Sunoco markets gasoline and middle distillates, and offers a broad range of convenience store merchandise
through a network of 4,921 retail outlets in 23 states primarily on the East Coast and in the Midwest United
States (see “Retail Marketing” below).
Sunoco owns, principally through Sunoco Logistics Partners L.P. (a master limited partnership) (the
“Partnership”), a geographically diverse and complementary group of pipelines and terminal facilities which
transport, terminal and store refined products and crude oil. Sunoco has a 31 percent interest in the Partnership,
which includes a 2 percent general partnership interest (see “Logistics” below).
Sunoco owns and operates facilities in Philadelphia, PA and Haverhill, OH, which produce phenol and
acetone. In March 2010, Sunoco sold its polypropylene chemicals business with facilities in LaPorte, TX, Neal,
WV and Marcus Hook, PA (see “Chemicals” below).
Sunoco, through SunCoke Energy, Inc. and its affiliates (individually and collectively, “SunCoke Energy”),
makes high-quality, blast-furnace coke at its facilities in Vansant, VA (Jewell), East Chicago, IN (Indiana
Harbor), Franklin Furnace, OH (Haverhill) and Granite City, IL (Gateway) and produces metallurgical coal from
mines in Virginia and West Virginia primarily for use at the Jewell cokemaking facility. SunCoke Energy is also
the operator and has an equity interest in a facility in Vitória, Brazil (Vitória). Construction is underway for a
cokemaking facility and associated cogeneration power plant to be built, owned and operated by Sunoco in
Middletown, OH, which is expected to be completed in the second half of 2011.

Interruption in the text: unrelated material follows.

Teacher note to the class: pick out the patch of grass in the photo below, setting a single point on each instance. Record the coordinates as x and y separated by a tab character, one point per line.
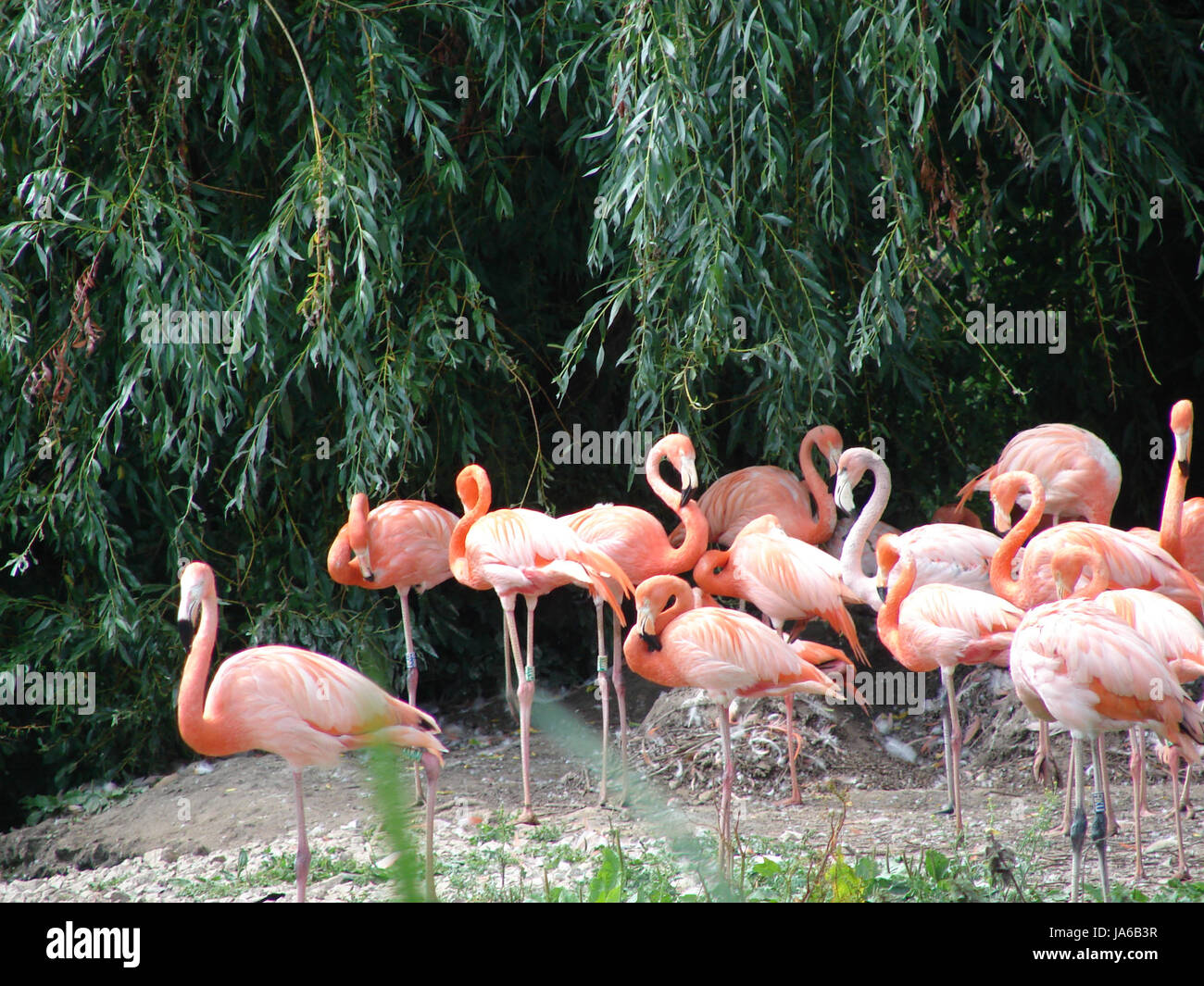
88	801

The following are separate discussions of Sunoco’s business segments.
Refining and Supply
The Refining and Supply business manufactures petroleum products, including gasoline, middle distillates
(mainly jet fuel, heating oil and diesel fuel) and residual fuel oil as well as commodity petrochemicals, including
refinery-grade propylene, benzene, cumene, toluene and xylene at its Marcus Hook, Philadelphia and Toledo
refineries. The Company sells these products to other Sunoco business units and to wholesale and industrial
customers.
In December 2010, Sunoco entered into an agreement to sell its Toledo refinery and related crude and
refined product inventories. The purchase price for the refinery is $400 million consisting of $200 million in cash
and a $200 million note due two years after closing. The purchase price of the inventory will be based upon
market prices near the time of closing. The purchase agreement also includes a participation payment of up to
$125 million based on the future profitability of the refinery. The transaction is subject to customary closing
conditions, and is expected to be completed in the first quarter of 2011. The sale of the refinery is expected to
permit the Company to direct resources and management focus toward growing Sunoco’s retail marketing and
logistics businesses. Sunoco does not expect a material impact on its 2011 net income as a result of the closing of
this transaction. At December 31, 2010, the Toledo refinery and its related assets have been classified as held for
sale in the consolidated balance sheet. The results of operations for the Toledo refinery have not been classified
as discontinued operations due to Sunoco’s expected continuing involvement with the Toledo refinery through a
three-year agreement for the purchase of gasoline and distillate to supply Sunoco retail sites in this area.